At 86, his future is on all minds, but, for Monica, after Francis, “the toothpaste is out of the tube”, and so there is no going back.
The successor does not need to be a replica “because Francis has made a huge difference that’s not going to be able to be changed very easily; or in fact at all”. She feels things will change organically because he has changed so much of the dynamic.
On the large number of churches around the West, Monica is practical and matter-of-fact.
Attendance is down, and income at the parish level is down – in some cases by as much as 50%.
Churches need people and money to survive.
It is hard to be specific in numerical terms, but before too long we won’t have close to the number of active churches we have now.
Monica sees the future as less about buildings and more about church members operating as ‘field preachers’.
In her outlook, you will find ‘church’ at a funeral, “where you have people coming together to lead prayers and comfort families at this key moment in their lives”.
That, for Monica, is what gives the West of Ireland an advantage in this new reality, for she believes our particular sense of community is built around the Gospel and beatitude values in the lived world.
But of course that also means, as she freely acknowledges, that when a priest is lost to a small parish, that is a big set-back and a painful reality: but one that is coming nonetheless.
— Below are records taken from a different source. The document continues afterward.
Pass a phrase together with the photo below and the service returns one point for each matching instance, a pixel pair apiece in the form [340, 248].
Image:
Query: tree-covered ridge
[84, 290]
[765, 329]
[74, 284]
There will be many challenges on that road, she tells me, not least of which is the sense of tiredness out there and the need to ensure that the structures must be created to facilitate change to a synodal church driven by the leadership of the whole baptised, but if that is provided, she says: “There is enough goodwill there; local interest there; enthusiasm there; to do all of that.”
Strong leadership will be required from local people in the West as their church continues to grapple with age-old questions in a very different world.
Monica Morley will continue to be a leading light on that journey.